China's Hypersonic Test Copied From DARPA'S 1990 Project: Experts
US experts are amused by China’s mysterious hypersonic test, saying it is reminiscent of a Defense Advanced Research Projects Agency (DARPA) test on a Common Aero Vehicle and submunitions in the late 1990s.
Photo Insert: The Hypersonic race between the US and China continues.
"Calling it 'breaking the laws of physics' does not lead to rational scrutiny," Secure World's Victoria Samson said of the recent Chinese hypersonic test.
Nonetheless, Theresa Hitchens of Breaking Defense wrote on Nov. 24, 2021 that “the ongoing dribs and drabs of unclear information leaking from the Pentagon about this summer’s Chinese hypersonic test are raising red flags for physicists and experts, who are questioning whether claims about the results of the test stand up to scrutiny.”

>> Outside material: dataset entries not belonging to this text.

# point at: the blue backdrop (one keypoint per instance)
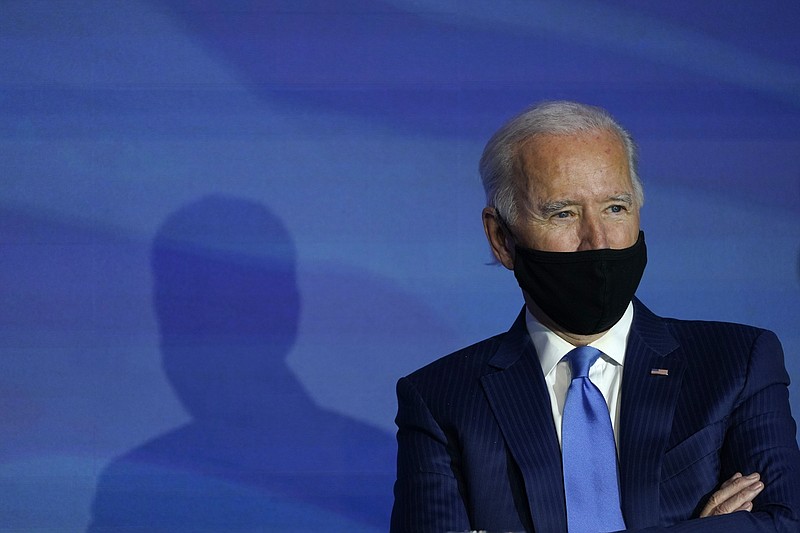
(229, 227)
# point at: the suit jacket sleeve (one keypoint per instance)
(427, 495)
(761, 437)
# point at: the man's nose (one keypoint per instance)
(593, 234)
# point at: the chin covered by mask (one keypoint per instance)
(584, 292)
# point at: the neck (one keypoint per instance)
(574, 339)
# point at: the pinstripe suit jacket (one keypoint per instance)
(477, 447)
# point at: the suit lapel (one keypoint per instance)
(521, 404)
(648, 405)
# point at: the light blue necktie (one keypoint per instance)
(588, 452)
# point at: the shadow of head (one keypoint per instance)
(227, 304)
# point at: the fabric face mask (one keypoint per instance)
(584, 292)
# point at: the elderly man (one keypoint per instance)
(591, 413)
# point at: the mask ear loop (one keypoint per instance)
(506, 227)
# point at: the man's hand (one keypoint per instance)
(736, 494)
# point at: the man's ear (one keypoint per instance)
(499, 241)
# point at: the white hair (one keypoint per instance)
(546, 118)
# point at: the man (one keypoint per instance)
(687, 407)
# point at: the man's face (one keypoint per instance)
(575, 193)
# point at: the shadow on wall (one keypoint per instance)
(258, 453)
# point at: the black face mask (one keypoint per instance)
(584, 292)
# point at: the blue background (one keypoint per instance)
(229, 227)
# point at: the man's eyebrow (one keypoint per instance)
(625, 197)
(549, 208)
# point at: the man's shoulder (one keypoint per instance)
(707, 336)
(470, 360)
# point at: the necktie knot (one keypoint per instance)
(581, 360)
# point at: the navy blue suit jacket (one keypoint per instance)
(478, 447)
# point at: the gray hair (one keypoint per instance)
(546, 118)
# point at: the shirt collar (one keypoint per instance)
(551, 348)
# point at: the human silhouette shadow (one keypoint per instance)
(258, 454)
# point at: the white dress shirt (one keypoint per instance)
(605, 373)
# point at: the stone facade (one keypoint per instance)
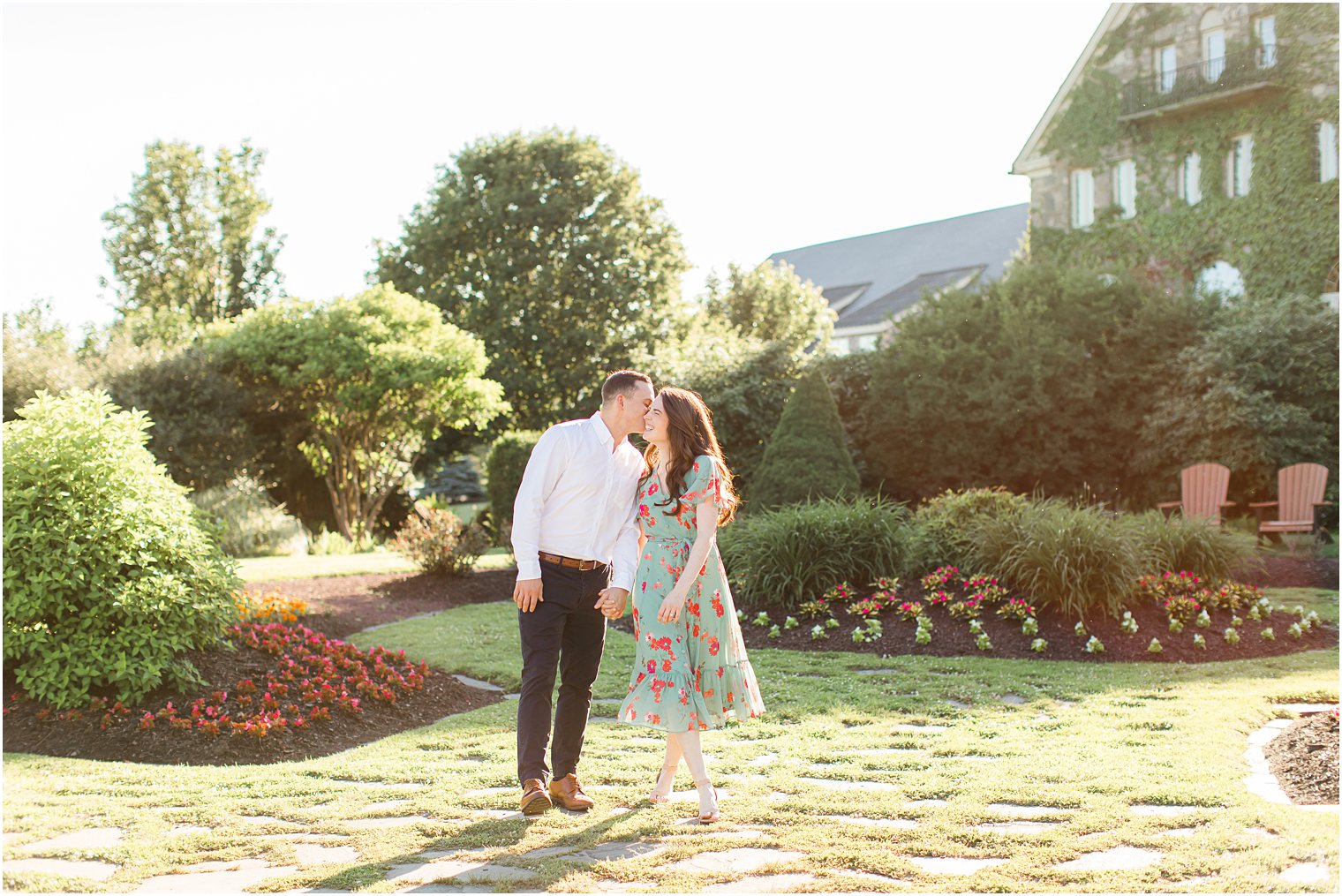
(1150, 106)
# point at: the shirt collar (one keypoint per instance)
(601, 429)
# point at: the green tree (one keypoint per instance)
(371, 379)
(38, 356)
(772, 304)
(1040, 380)
(807, 456)
(185, 243)
(1256, 392)
(545, 247)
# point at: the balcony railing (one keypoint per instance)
(1233, 72)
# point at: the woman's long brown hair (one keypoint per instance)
(690, 429)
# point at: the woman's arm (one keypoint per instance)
(706, 532)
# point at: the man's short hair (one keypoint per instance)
(622, 382)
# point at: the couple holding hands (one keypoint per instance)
(595, 522)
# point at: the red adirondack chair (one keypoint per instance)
(1203, 490)
(1300, 491)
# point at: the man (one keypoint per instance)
(576, 541)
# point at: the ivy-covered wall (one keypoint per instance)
(1282, 237)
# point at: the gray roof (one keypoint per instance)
(870, 278)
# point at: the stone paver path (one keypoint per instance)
(245, 873)
(64, 867)
(743, 860)
(939, 865)
(761, 885)
(466, 872)
(831, 784)
(901, 824)
(617, 851)
(319, 855)
(394, 821)
(87, 839)
(1017, 810)
(1016, 826)
(1115, 859)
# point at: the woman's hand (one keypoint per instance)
(671, 606)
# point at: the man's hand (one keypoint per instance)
(526, 594)
(612, 602)
(670, 609)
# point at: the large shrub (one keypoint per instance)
(248, 522)
(1039, 380)
(807, 456)
(108, 573)
(796, 553)
(503, 471)
(947, 521)
(1256, 392)
(439, 542)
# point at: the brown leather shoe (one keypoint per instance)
(568, 793)
(534, 800)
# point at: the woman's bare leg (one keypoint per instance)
(666, 781)
(693, 753)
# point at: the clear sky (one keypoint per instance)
(763, 126)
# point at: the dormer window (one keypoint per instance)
(1213, 46)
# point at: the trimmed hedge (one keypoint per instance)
(807, 456)
(109, 576)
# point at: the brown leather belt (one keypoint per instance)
(568, 561)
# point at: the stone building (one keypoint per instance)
(1196, 141)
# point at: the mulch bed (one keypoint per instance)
(1290, 572)
(1305, 759)
(338, 606)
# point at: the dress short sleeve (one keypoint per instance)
(701, 485)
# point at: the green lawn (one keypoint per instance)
(1090, 743)
(268, 569)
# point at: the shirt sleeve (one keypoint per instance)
(539, 480)
(627, 547)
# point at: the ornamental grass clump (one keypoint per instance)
(109, 576)
(1074, 560)
(785, 555)
(1187, 544)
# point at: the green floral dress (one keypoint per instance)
(691, 674)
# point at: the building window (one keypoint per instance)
(1328, 149)
(1191, 178)
(1220, 279)
(1125, 188)
(1165, 66)
(1264, 28)
(1213, 46)
(1083, 198)
(1239, 167)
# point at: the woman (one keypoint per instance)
(690, 673)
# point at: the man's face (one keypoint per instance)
(635, 405)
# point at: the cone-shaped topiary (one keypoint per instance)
(108, 573)
(807, 455)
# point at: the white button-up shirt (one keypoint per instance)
(577, 499)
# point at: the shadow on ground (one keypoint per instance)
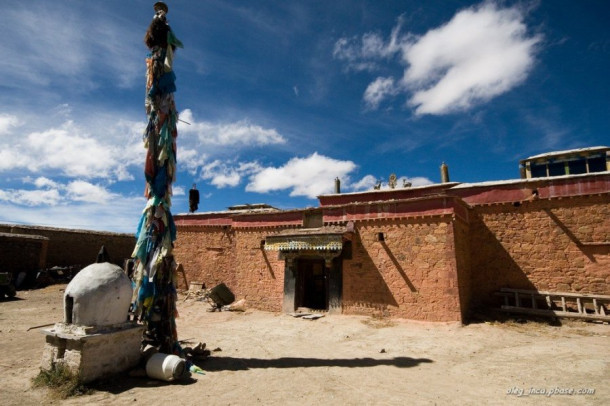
(124, 382)
(243, 364)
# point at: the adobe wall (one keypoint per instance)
(77, 247)
(560, 245)
(22, 253)
(232, 256)
(411, 274)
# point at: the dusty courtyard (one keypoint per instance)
(266, 358)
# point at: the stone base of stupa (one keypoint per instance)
(92, 353)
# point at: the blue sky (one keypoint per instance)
(284, 96)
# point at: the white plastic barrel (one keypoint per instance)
(165, 367)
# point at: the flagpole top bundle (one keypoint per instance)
(160, 6)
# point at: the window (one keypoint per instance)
(538, 170)
(578, 166)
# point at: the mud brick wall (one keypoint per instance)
(462, 249)
(411, 274)
(68, 247)
(260, 273)
(22, 253)
(557, 245)
(206, 254)
(235, 257)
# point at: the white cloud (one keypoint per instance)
(31, 197)
(366, 183)
(120, 216)
(72, 151)
(7, 122)
(378, 90)
(482, 52)
(42, 182)
(82, 191)
(310, 176)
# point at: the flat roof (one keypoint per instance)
(568, 152)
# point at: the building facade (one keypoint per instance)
(431, 253)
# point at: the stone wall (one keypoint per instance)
(411, 273)
(76, 247)
(560, 245)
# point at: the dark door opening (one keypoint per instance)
(311, 284)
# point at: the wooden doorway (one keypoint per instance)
(311, 284)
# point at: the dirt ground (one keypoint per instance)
(266, 358)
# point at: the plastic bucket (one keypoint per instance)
(165, 367)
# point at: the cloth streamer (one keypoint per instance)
(154, 297)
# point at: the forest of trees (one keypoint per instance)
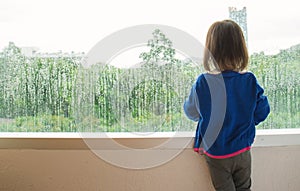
(56, 93)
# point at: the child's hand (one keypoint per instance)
(199, 151)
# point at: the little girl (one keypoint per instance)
(227, 102)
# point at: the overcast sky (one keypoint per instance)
(78, 25)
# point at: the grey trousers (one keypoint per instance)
(231, 174)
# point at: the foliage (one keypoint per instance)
(56, 93)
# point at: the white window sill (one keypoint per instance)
(264, 138)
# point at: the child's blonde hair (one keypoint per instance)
(225, 47)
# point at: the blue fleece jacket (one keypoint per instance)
(227, 107)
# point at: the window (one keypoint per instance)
(52, 91)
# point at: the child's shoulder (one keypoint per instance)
(248, 74)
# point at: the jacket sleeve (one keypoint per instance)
(262, 109)
(191, 105)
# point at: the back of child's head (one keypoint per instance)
(225, 47)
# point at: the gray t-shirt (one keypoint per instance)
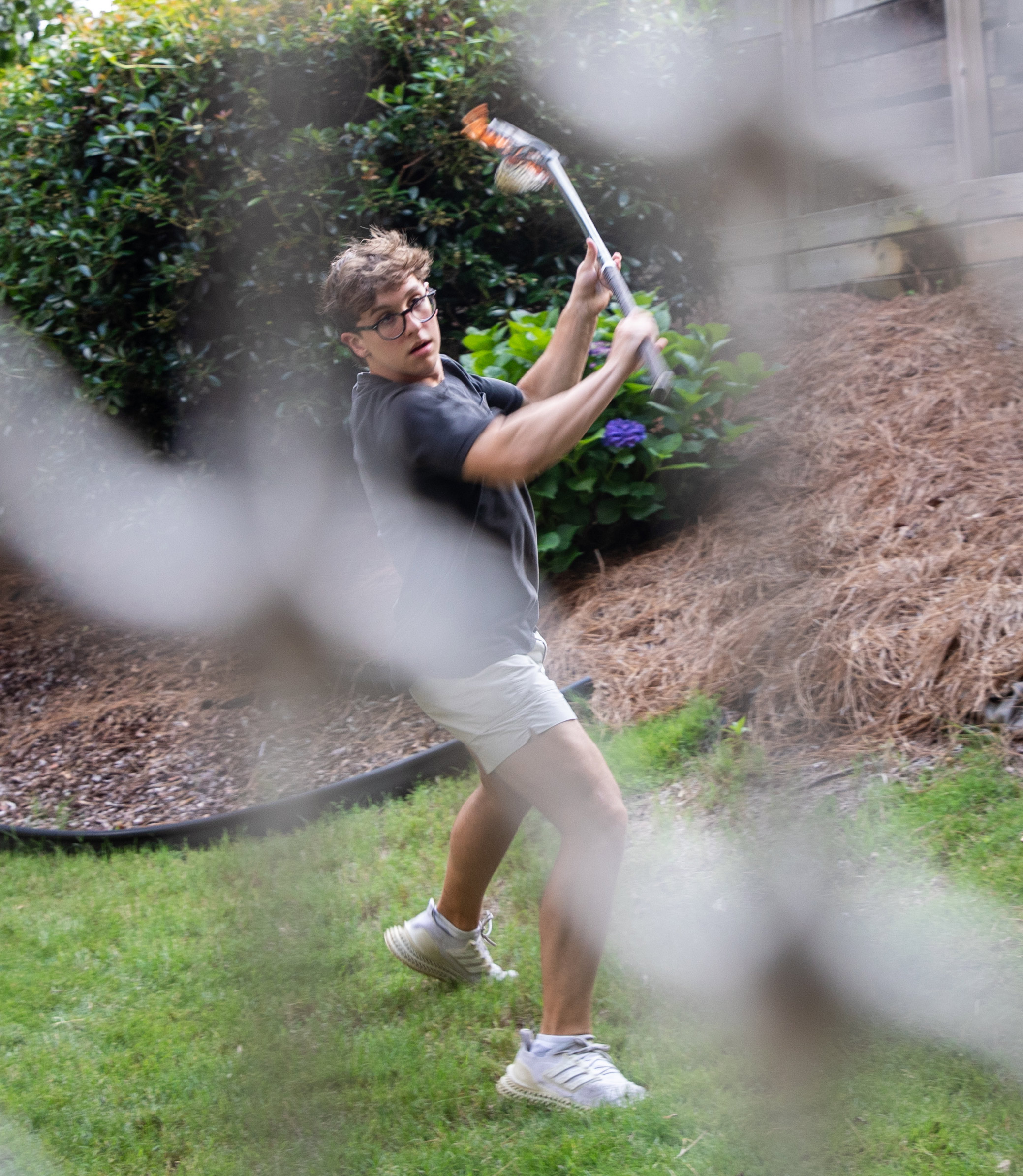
(466, 552)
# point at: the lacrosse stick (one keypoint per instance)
(527, 165)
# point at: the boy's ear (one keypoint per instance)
(354, 344)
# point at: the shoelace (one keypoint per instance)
(486, 924)
(590, 1056)
(480, 959)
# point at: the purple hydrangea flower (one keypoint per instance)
(623, 434)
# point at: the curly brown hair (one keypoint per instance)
(380, 261)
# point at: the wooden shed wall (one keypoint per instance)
(912, 106)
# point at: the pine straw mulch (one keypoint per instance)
(866, 571)
(106, 728)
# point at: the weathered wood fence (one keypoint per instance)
(913, 167)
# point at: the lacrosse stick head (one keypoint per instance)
(524, 157)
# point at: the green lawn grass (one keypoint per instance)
(234, 1009)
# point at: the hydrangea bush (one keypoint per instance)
(623, 469)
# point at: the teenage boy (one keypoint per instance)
(445, 458)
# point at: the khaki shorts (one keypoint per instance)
(498, 711)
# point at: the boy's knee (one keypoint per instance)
(611, 819)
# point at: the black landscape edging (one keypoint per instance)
(288, 813)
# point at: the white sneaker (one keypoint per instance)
(579, 1074)
(423, 945)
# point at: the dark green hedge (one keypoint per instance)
(174, 182)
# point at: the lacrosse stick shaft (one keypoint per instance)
(660, 373)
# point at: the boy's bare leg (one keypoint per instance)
(480, 837)
(563, 774)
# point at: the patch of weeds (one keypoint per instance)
(656, 751)
(733, 764)
(969, 814)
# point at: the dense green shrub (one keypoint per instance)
(174, 180)
(615, 477)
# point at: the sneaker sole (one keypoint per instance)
(402, 947)
(511, 1089)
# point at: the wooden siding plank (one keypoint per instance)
(972, 201)
(1007, 56)
(1009, 153)
(750, 19)
(1002, 12)
(875, 178)
(969, 83)
(798, 83)
(914, 125)
(832, 10)
(841, 264)
(1007, 109)
(994, 242)
(882, 29)
(887, 76)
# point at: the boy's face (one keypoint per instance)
(415, 355)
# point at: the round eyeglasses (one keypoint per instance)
(392, 326)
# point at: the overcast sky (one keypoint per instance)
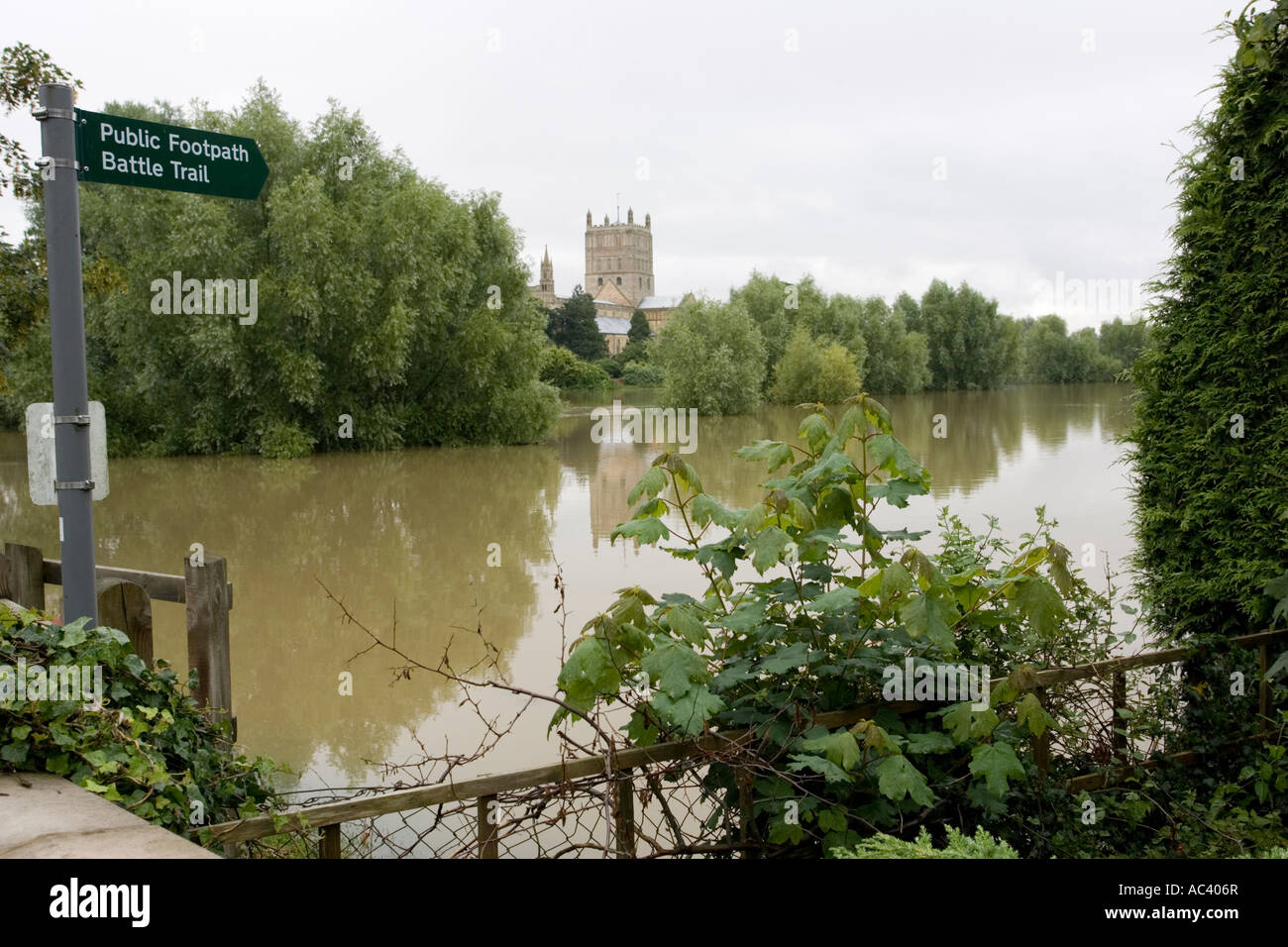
(786, 137)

“From a general standpoint, deploying something at hypersonic speeds, is really, really, really, really hard,” said Mark Lewis, executive director of the National Defense Industrial Association’s Emerging Technologies Institute and an expert on hypersonics.
“And if anyone were to do that, it would be super impressive.”
The basic question at hand with regard to the new report is: Could China have successfully launched a submunition from a hypersonic glide vehicle (HGV) while it was screaming through the atmosphere at Mach 5-plus? And the answer is, perhaps.
There is a historical analog, of sorts. Two decades ago DARPA worked on a project known as the Common Aero Vehicle (CAV), which included a suborbital, hypersonic glide vehicle (HGV) that could deliver conventional weapons anywhere in the world within two hours.
DARPA could never get the system to work right, however, due to a number of design problems that ran into the laws of physics, Lewis said. The effort was eventually killed in 2004 by Congress, less due to its technological problems and more out of political concerns that it was strategically destabilizing.
One key issue for deploying submunitions from HGVs is that when two vehicles are moving at above Mach 1, several scientists explained, the two objects create shock waves that can interfere and cause the submunition to bounce back into its parent vehicle, destroying both.
This actually happened, according to the Global Security website, in a 1966 test of an air-breathing drone, called the D-21 Tagboard, launched from a supersonic jet (the precursor of the SR-71).
The test resulted in a crash that killed one of the jet pilots and caused legendary Lockheed Martin engineer Kelly Johnson to terminate the program. To avoid that problem, the CAV was designed to dramatically slow down. And, it is possible that this is exactly what the Chinese HGV did too, several scientists said.